Originally published in 2012, this review of the NVIDIA GeForce GTX 680 is kept for historical reference. The GTX 680 is now outdated for modern gaming. For current recommendations, see our others review.
GeForce GTX 680 – Overview
The GeForce GTX 680 launched in March 2012 and introduced NVIDIA’s Kepler architecture. It was the company’s flagship card of that generation, designed to compete with AMD’s Radeon HD 7970. At the time, it set new standards for performance, efficiency, and gaming at 1080p and 1440p.
Design & Features
- Built on the 28nm Kepler GK104 GPU.
- Shipped with 2GB GDDR5 VRAM on a 256-bit memory bus.
- Base clock around 1006 MHz with GPU Boost.
- PCIe 3.0 support (cutting-edge in 2012).
- Reference cooler design featured NVIDIA’s sleek silver shroud and blower fan.
Specifications (Highlights)
- Architecture: Kepler (GK104)
- CUDA Cores: 1536
- VRAM: 2GB GDDR5
- Base Clock: ~1006 MHz
- Memory Bandwidth: 192 GB/s
- TDP: 195W (required 2x 6-pin connectors)
Gaming Performance (2012)
When it launched, the GTX 680 was the fastest single-GPU card on the market:
- Outperformed the Radeon HD 7970 in many benchmarks.
- Delivered smooth performance in games like Battlefield 3, Skyrim, and Crysis 2 at 1080p Ultra settings.
- Could handle 1440p gaming, though VRAM limited performance in the heaviest titles.
- Offered impressive overclocking potential.
Relevance in 2025
- The GTX 680 is no longer practical for modern AAA games.
- VRAM and driver limitations prevent it from running many new titles.
- Still usable for retro gaming and older eSports titles.

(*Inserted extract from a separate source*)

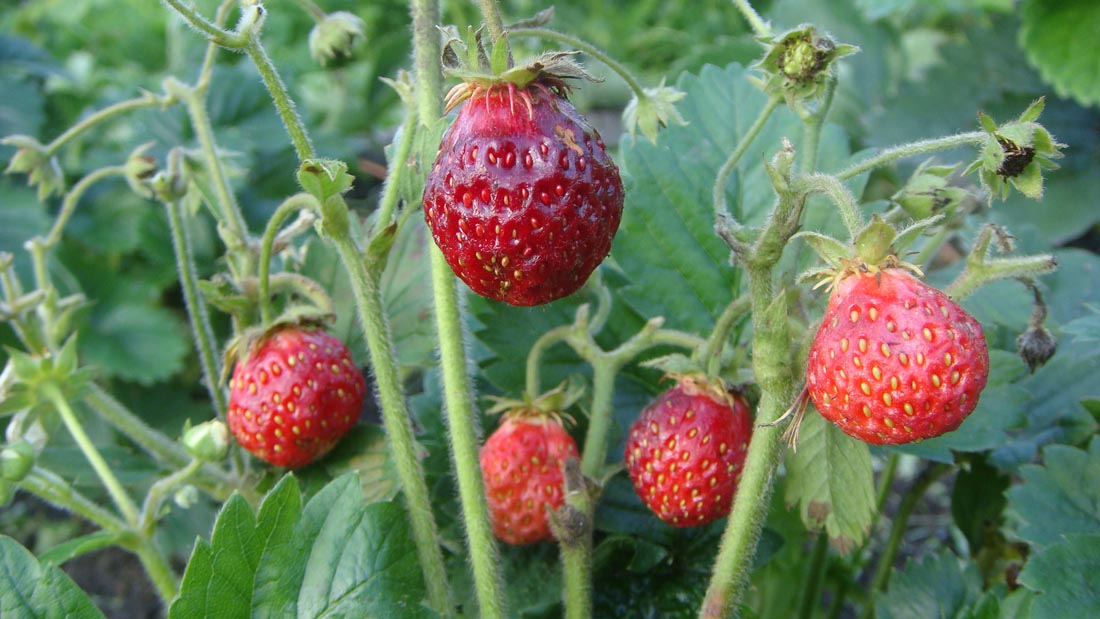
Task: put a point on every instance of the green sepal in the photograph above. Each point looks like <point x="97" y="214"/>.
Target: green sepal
<point x="325" y="178"/>
<point x="875" y="241"/>
<point x="829" y="250"/>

- Modern equivalents: RTX 3050, RTX 4060, AMD RX 7600 offer similar performance positioning with modern features.
Legacy & Importance
The GTX 680 was a game-changer in 2012, setting the tone for efficient, high-performance GPUs. It showed the power of the Kepler architecture and established NVIDIA’s dominance for years to come. For enthusiasts at the time, it was the dream card — fast, efficient, and future-ready.
H2: FAQs
Q: Is the GTX 680 still good in 2025?
A: No, it’s outdated for modern AAA gaming. It’s only usable for retro or older eSports titles.
Q: What was the GTX 680’s competitor at launch?
A: AMD’s Radeon HD 7970.
Q: What’s the modern replacement for the GTX 680?
A: Cards like the RTX 3050 or RTX 4060 serve the same performance-mainstream market.